July 24, 2014
July 24

Yesterday was a rough day. I spent the morning with neutral feelings. I wasn’t feeling overly positive or anything, but I was happy enough to go throughout the morning without breaking down. At around 3 in the afternoon I decided to go practice my band music, but ended up finding out that I don’t even have it. I feel like such a failure, spending 2 months not even bothering to check if I at least had it somewhere. I looked through everything, and it was no where to be seen. Vivian sent me pictures of it and told me not to be stressed out, but I still can’t help but feel like such a failure.

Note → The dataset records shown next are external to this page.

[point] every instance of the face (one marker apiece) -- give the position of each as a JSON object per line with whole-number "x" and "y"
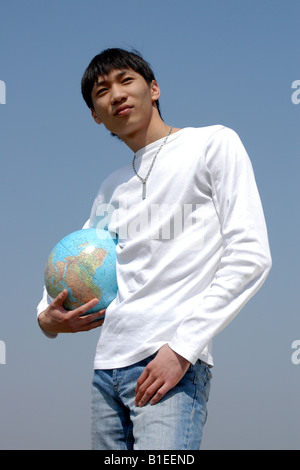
{"x": 123, "y": 101}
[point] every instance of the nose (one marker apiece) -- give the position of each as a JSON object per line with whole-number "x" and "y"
{"x": 118, "y": 94}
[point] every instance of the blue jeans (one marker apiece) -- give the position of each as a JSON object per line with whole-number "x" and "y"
{"x": 174, "y": 423}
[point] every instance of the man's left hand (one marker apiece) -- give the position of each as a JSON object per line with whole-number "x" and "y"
{"x": 159, "y": 376}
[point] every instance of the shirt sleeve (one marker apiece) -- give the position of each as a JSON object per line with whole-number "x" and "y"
{"x": 246, "y": 259}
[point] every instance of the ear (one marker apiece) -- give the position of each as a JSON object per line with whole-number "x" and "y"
{"x": 96, "y": 117}
{"x": 155, "y": 90}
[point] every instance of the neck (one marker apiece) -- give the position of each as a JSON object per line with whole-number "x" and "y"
{"x": 156, "y": 130}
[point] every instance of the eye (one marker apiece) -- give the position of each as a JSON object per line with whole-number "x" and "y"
{"x": 101, "y": 91}
{"x": 127, "y": 79}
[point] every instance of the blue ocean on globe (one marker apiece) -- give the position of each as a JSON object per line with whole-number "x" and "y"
{"x": 84, "y": 263}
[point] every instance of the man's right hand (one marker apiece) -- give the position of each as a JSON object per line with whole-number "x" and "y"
{"x": 55, "y": 319}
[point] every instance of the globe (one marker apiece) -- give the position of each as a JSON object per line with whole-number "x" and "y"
{"x": 84, "y": 263}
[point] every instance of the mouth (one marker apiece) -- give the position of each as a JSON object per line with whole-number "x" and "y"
{"x": 122, "y": 110}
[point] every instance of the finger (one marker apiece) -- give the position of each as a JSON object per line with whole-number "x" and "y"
{"x": 160, "y": 394}
{"x": 59, "y": 300}
{"x": 149, "y": 393}
{"x": 83, "y": 309}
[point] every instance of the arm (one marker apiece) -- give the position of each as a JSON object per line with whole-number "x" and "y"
{"x": 243, "y": 267}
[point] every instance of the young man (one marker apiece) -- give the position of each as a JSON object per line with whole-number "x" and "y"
{"x": 192, "y": 250}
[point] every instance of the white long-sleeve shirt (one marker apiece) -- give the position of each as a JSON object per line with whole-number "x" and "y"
{"x": 190, "y": 255}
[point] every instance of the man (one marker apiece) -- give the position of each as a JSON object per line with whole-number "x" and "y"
{"x": 192, "y": 250}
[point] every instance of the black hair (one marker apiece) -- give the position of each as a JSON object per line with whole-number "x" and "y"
{"x": 114, "y": 59}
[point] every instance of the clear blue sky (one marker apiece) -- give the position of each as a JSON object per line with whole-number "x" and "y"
{"x": 219, "y": 62}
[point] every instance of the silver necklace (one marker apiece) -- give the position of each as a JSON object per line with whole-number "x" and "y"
{"x": 144, "y": 180}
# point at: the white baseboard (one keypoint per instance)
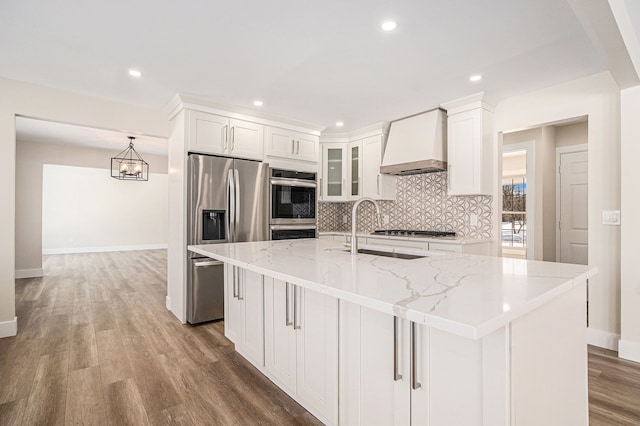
(629, 349)
(103, 249)
(603, 339)
(29, 273)
(9, 328)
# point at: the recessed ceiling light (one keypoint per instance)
(389, 26)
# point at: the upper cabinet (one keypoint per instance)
(351, 169)
(290, 145)
(470, 148)
(214, 134)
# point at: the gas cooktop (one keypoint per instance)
(413, 233)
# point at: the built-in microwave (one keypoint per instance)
(292, 197)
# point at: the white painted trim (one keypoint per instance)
(529, 147)
(104, 249)
(628, 349)
(602, 339)
(9, 328)
(29, 273)
(559, 151)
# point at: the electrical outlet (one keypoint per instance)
(611, 217)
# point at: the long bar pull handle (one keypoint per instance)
(414, 359)
(296, 324)
(233, 137)
(396, 376)
(235, 282)
(287, 319)
(241, 282)
(237, 200)
(231, 196)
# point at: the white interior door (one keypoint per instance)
(574, 189)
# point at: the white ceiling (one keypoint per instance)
(313, 61)
(40, 131)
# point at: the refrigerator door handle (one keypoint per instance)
(237, 201)
(231, 196)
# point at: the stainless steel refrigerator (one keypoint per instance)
(227, 201)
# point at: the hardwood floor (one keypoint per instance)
(96, 346)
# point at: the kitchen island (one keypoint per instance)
(441, 339)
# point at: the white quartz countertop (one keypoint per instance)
(446, 240)
(463, 294)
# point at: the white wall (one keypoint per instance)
(30, 159)
(41, 102)
(84, 209)
(598, 98)
(630, 292)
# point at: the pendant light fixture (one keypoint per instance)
(128, 165)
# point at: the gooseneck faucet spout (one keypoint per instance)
(354, 239)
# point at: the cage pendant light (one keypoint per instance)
(128, 165)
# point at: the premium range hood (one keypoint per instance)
(417, 144)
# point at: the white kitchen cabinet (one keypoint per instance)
(401, 373)
(214, 134)
(244, 315)
(301, 345)
(334, 171)
(469, 146)
(287, 144)
(375, 184)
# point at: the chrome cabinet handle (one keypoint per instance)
(241, 281)
(396, 376)
(235, 291)
(287, 319)
(209, 263)
(296, 324)
(414, 359)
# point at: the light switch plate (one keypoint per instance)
(611, 217)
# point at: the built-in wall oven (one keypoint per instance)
(293, 204)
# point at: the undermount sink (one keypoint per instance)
(382, 253)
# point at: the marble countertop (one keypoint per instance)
(467, 295)
(446, 240)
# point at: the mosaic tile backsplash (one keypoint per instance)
(421, 203)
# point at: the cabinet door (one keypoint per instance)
(246, 140)
(208, 133)
(334, 172)
(250, 293)
(316, 320)
(279, 142)
(280, 337)
(307, 147)
(355, 170)
(232, 305)
(384, 383)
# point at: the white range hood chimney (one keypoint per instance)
(417, 144)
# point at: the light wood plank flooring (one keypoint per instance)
(97, 346)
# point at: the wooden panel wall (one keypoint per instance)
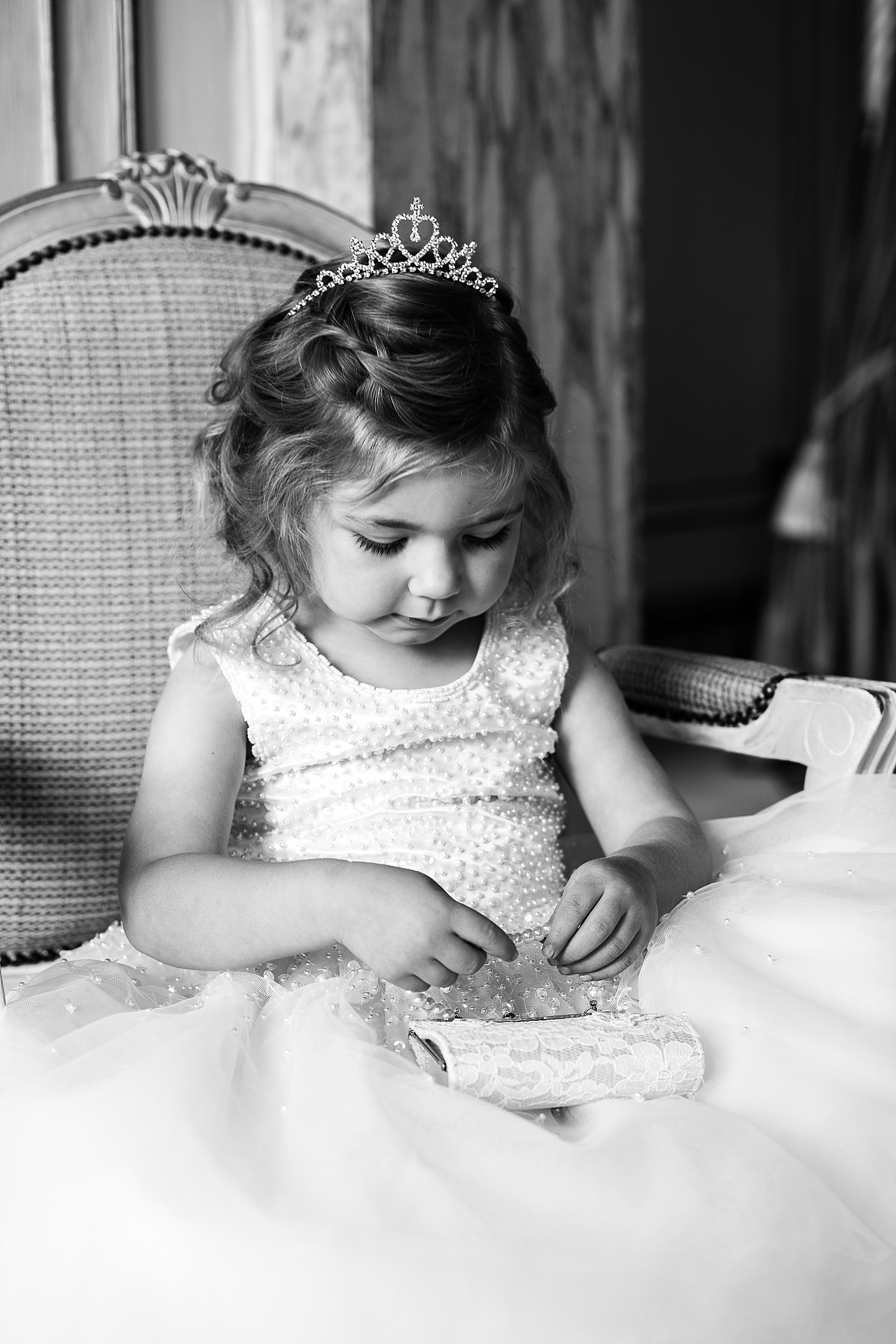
(301, 99)
(27, 113)
(517, 124)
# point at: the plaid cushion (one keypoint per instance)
(692, 687)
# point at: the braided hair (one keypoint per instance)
(371, 382)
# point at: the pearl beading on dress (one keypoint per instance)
(450, 781)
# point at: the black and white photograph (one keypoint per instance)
(448, 671)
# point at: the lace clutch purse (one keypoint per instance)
(547, 1062)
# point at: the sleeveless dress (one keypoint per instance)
(235, 1156)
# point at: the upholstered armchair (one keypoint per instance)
(117, 296)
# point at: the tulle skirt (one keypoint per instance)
(249, 1162)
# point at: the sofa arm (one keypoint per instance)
(834, 726)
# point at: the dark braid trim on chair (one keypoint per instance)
(692, 687)
(111, 235)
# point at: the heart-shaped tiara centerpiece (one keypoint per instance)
(389, 254)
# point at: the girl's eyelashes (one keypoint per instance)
(367, 544)
(489, 544)
(480, 544)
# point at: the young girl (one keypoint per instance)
(347, 781)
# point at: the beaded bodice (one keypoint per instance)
(449, 780)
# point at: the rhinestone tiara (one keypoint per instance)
(387, 256)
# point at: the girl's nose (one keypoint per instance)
(437, 574)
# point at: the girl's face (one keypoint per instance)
(417, 558)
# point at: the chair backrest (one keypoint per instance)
(833, 726)
(117, 297)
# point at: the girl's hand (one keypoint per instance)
(605, 918)
(410, 932)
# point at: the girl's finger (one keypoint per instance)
(461, 956)
(483, 933)
(596, 966)
(437, 975)
(598, 931)
(576, 904)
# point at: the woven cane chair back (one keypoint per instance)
(117, 299)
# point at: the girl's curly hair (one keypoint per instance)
(371, 382)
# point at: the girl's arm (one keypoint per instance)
(186, 902)
(655, 848)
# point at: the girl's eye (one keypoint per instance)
(489, 544)
(367, 544)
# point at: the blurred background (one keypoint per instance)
(695, 202)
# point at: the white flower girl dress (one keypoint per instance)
(235, 1156)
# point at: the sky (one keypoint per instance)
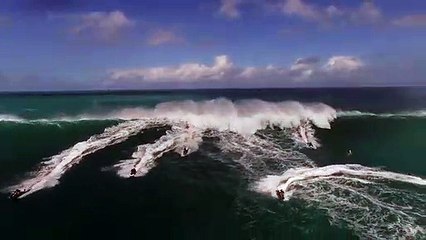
(48, 45)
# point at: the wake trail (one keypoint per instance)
(52, 170)
(374, 203)
(180, 139)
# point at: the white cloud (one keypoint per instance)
(186, 72)
(418, 20)
(229, 8)
(223, 69)
(162, 36)
(102, 25)
(367, 13)
(343, 64)
(301, 9)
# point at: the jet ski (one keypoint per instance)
(185, 151)
(280, 194)
(16, 194)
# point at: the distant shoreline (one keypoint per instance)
(139, 91)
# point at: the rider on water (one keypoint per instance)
(280, 194)
(16, 194)
(185, 150)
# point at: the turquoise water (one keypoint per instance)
(207, 194)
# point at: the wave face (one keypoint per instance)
(365, 199)
(50, 171)
(267, 141)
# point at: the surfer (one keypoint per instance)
(280, 194)
(16, 194)
(185, 150)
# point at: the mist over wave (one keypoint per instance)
(265, 139)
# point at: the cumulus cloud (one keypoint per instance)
(229, 8)
(366, 13)
(301, 9)
(418, 20)
(161, 36)
(223, 69)
(102, 25)
(343, 64)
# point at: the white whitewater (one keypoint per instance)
(370, 201)
(51, 171)
(374, 203)
(144, 158)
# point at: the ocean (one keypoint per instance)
(208, 164)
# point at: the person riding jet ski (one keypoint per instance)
(16, 194)
(185, 150)
(280, 194)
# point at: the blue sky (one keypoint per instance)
(79, 44)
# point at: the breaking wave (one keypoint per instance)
(50, 171)
(180, 139)
(370, 201)
(265, 139)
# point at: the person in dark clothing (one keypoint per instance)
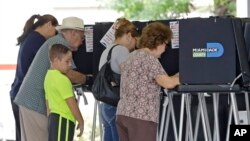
(35, 32)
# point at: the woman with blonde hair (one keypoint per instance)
(125, 42)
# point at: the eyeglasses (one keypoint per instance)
(82, 36)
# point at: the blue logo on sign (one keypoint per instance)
(214, 49)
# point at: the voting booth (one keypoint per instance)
(212, 58)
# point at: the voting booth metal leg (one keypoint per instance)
(189, 119)
(235, 108)
(173, 115)
(163, 117)
(216, 128)
(167, 119)
(197, 123)
(229, 121)
(96, 108)
(204, 117)
(247, 107)
(170, 112)
(181, 116)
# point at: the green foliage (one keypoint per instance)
(166, 9)
(151, 9)
(225, 7)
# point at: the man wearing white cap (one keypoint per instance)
(30, 97)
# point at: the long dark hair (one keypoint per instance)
(31, 25)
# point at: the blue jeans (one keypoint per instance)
(108, 117)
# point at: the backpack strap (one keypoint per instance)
(110, 51)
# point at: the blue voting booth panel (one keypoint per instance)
(207, 51)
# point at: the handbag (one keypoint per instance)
(106, 86)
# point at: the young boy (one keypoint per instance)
(61, 104)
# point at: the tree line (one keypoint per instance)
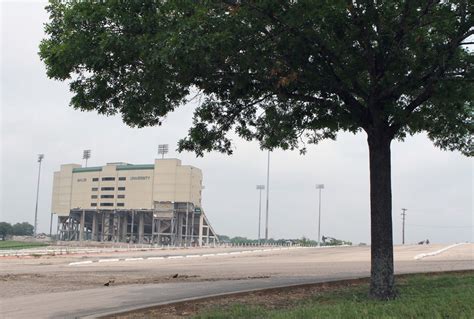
(18, 229)
(303, 241)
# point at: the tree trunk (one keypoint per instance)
(382, 284)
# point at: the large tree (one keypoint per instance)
(285, 73)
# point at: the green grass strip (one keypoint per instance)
(421, 296)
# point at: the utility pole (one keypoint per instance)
(40, 159)
(403, 225)
(268, 193)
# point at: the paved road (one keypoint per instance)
(217, 275)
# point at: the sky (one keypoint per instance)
(435, 186)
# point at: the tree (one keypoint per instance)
(22, 229)
(285, 73)
(5, 230)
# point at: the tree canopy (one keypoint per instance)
(282, 72)
(285, 73)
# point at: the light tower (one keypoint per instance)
(260, 188)
(268, 196)
(404, 213)
(320, 187)
(162, 150)
(40, 160)
(86, 155)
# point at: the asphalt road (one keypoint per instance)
(214, 275)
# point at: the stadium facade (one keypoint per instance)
(156, 203)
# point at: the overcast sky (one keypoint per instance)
(435, 186)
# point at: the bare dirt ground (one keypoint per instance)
(22, 276)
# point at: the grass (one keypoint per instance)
(10, 244)
(421, 296)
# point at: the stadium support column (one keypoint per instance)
(141, 226)
(94, 227)
(124, 227)
(82, 225)
(201, 224)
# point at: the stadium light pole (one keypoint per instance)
(260, 188)
(162, 150)
(40, 160)
(268, 194)
(86, 155)
(320, 187)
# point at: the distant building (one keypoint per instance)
(156, 203)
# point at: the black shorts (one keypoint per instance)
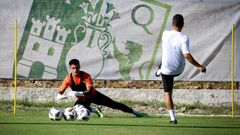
(168, 82)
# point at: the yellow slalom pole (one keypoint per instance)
(15, 65)
(232, 70)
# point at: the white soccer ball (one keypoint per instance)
(82, 112)
(55, 114)
(69, 114)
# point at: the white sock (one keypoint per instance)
(93, 110)
(172, 114)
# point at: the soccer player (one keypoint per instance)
(82, 85)
(175, 49)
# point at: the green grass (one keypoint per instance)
(37, 123)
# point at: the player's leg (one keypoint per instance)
(86, 104)
(101, 99)
(168, 90)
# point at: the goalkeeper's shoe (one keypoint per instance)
(99, 112)
(173, 122)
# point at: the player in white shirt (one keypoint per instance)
(175, 49)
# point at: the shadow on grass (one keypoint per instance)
(122, 125)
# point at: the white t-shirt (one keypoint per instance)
(174, 45)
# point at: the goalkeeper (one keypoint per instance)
(82, 86)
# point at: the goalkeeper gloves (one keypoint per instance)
(60, 97)
(76, 94)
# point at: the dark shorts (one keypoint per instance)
(168, 82)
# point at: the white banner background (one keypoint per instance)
(207, 23)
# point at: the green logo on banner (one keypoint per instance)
(57, 31)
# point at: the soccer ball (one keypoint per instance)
(55, 114)
(82, 112)
(69, 114)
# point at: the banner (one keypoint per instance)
(115, 39)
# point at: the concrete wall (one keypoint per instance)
(182, 96)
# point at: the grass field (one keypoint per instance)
(37, 123)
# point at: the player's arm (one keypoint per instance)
(89, 90)
(191, 60)
(62, 89)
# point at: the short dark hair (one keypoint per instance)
(178, 20)
(74, 61)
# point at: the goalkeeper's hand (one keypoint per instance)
(60, 97)
(76, 94)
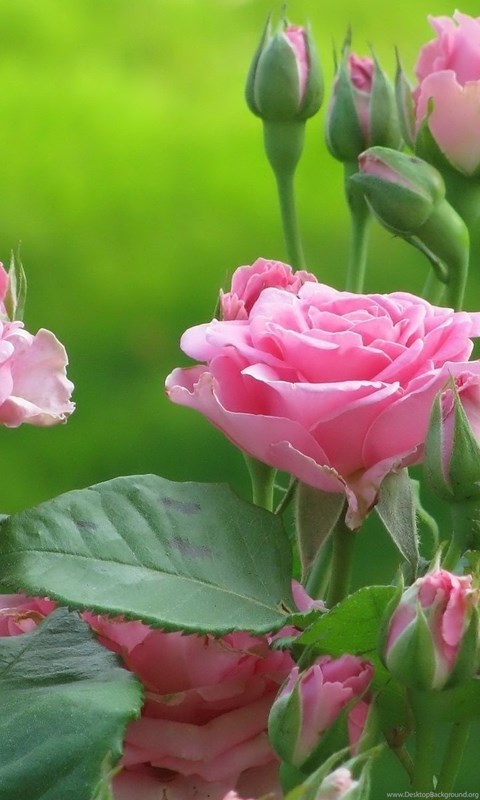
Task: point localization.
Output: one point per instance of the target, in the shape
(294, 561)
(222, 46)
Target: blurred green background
(133, 175)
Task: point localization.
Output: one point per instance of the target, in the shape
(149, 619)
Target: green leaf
(354, 626)
(185, 556)
(65, 705)
(396, 508)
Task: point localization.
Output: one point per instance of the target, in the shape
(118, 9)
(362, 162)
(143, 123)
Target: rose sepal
(273, 89)
(468, 658)
(321, 784)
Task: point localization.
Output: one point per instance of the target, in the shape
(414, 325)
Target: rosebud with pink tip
(432, 637)
(362, 109)
(285, 82)
(311, 701)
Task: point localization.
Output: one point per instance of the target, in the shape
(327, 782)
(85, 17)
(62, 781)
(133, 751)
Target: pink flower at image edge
(203, 729)
(34, 388)
(448, 73)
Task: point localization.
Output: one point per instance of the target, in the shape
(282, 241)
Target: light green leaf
(186, 556)
(396, 508)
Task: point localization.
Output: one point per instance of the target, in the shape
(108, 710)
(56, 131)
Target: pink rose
(248, 283)
(203, 729)
(310, 702)
(33, 384)
(333, 387)
(443, 604)
(448, 72)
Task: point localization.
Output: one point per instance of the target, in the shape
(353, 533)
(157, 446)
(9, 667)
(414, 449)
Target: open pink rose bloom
(333, 387)
(203, 730)
(448, 73)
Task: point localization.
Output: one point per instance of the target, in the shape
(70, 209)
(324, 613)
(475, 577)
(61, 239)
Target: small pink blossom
(361, 70)
(310, 702)
(336, 786)
(447, 602)
(33, 384)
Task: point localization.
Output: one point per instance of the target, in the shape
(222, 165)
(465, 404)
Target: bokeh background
(133, 176)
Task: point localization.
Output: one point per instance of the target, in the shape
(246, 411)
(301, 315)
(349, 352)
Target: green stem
(291, 230)
(287, 497)
(405, 759)
(425, 741)
(317, 580)
(343, 541)
(453, 757)
(263, 482)
(360, 217)
(446, 236)
(284, 145)
(433, 289)
(465, 531)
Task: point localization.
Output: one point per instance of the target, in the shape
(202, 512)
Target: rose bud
(403, 191)
(407, 196)
(285, 82)
(339, 785)
(310, 702)
(432, 636)
(362, 109)
(447, 97)
(405, 105)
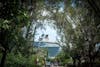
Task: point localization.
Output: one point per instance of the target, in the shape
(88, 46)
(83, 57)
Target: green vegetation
(77, 23)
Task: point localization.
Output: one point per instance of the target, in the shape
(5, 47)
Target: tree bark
(3, 59)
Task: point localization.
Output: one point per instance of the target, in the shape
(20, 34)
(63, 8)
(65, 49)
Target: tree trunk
(3, 59)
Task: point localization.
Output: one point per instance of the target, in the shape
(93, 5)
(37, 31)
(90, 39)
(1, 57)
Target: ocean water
(52, 51)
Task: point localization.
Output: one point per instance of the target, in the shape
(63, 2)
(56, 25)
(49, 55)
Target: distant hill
(53, 48)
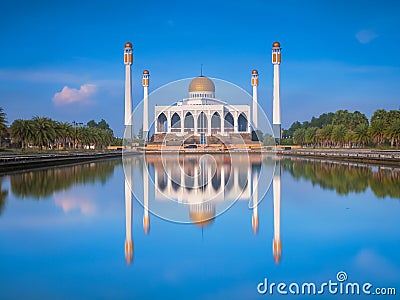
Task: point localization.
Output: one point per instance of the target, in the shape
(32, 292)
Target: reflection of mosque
(203, 188)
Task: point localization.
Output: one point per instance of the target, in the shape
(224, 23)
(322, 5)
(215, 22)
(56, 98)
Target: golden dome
(201, 84)
(202, 218)
(276, 44)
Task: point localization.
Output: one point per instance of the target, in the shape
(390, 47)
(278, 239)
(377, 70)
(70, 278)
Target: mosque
(202, 118)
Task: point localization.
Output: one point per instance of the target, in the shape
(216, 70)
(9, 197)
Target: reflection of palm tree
(3, 196)
(43, 183)
(344, 178)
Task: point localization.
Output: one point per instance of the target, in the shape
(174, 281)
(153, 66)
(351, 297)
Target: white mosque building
(202, 113)
(202, 116)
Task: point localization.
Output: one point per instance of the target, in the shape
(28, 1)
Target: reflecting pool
(200, 227)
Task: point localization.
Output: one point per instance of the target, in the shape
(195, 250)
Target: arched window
(162, 123)
(242, 123)
(215, 123)
(202, 123)
(228, 122)
(188, 122)
(175, 122)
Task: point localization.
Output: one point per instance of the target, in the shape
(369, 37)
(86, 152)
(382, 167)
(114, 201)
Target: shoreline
(386, 157)
(16, 162)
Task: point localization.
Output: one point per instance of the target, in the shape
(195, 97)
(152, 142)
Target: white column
(209, 123)
(128, 95)
(169, 121)
(235, 121)
(145, 112)
(276, 117)
(182, 123)
(222, 122)
(146, 218)
(277, 246)
(195, 122)
(128, 215)
(254, 219)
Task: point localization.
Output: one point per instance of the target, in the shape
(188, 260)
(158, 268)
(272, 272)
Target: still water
(124, 230)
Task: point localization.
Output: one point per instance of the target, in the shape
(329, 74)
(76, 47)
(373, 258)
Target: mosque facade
(202, 113)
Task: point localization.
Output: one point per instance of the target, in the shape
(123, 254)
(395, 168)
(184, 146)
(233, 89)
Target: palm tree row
(350, 130)
(45, 133)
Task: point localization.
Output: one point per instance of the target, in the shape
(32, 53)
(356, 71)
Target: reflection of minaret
(128, 215)
(276, 114)
(277, 245)
(254, 219)
(146, 218)
(145, 83)
(254, 83)
(128, 58)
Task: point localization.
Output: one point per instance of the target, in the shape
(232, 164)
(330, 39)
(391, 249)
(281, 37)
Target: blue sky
(336, 54)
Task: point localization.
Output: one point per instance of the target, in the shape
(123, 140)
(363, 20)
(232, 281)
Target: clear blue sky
(336, 54)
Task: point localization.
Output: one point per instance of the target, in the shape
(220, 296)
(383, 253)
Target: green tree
(376, 130)
(43, 131)
(64, 133)
(361, 134)
(339, 134)
(299, 136)
(3, 123)
(326, 135)
(392, 132)
(310, 136)
(22, 131)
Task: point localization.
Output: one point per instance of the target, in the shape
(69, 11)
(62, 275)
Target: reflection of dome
(276, 44)
(201, 84)
(202, 218)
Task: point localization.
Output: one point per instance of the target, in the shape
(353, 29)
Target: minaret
(276, 114)
(128, 58)
(146, 218)
(128, 217)
(277, 245)
(254, 219)
(254, 83)
(145, 83)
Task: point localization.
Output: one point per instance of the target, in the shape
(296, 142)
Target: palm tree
(44, 132)
(376, 130)
(339, 134)
(361, 134)
(64, 133)
(299, 136)
(310, 135)
(3, 123)
(392, 132)
(22, 131)
(326, 134)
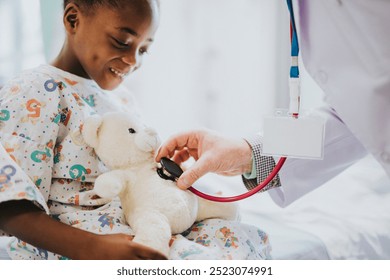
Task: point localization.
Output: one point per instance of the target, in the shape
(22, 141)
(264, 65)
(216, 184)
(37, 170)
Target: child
(47, 201)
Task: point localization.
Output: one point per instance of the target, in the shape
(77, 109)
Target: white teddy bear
(155, 208)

I feel like everyone has such high expectations for me. Because I play so many instruments, learn musical theory, and got 1st chair in the region I’m expected to be so good at everything musical, when honestly I’m not. My sister is so responsible, and I’m expected to be just as responsible as her. It scares me, knowing that I can’t easily live up to all they want in me. School hasn’t even started yet and I feel like I’ve already let so many people down. I literally fail at every single thing I do. When I told my sister I couldn’t find the music I could tell she was disappointed in me, even though she didn’t express it as much. I just wish I were good enough.

The highlight of my day was definitely dancing to the 5sos album in the morning. Even just for a little bit, this band makes me feel like I have nothing to worry about and nothing to be sad about.

Hopefully today will be a better day.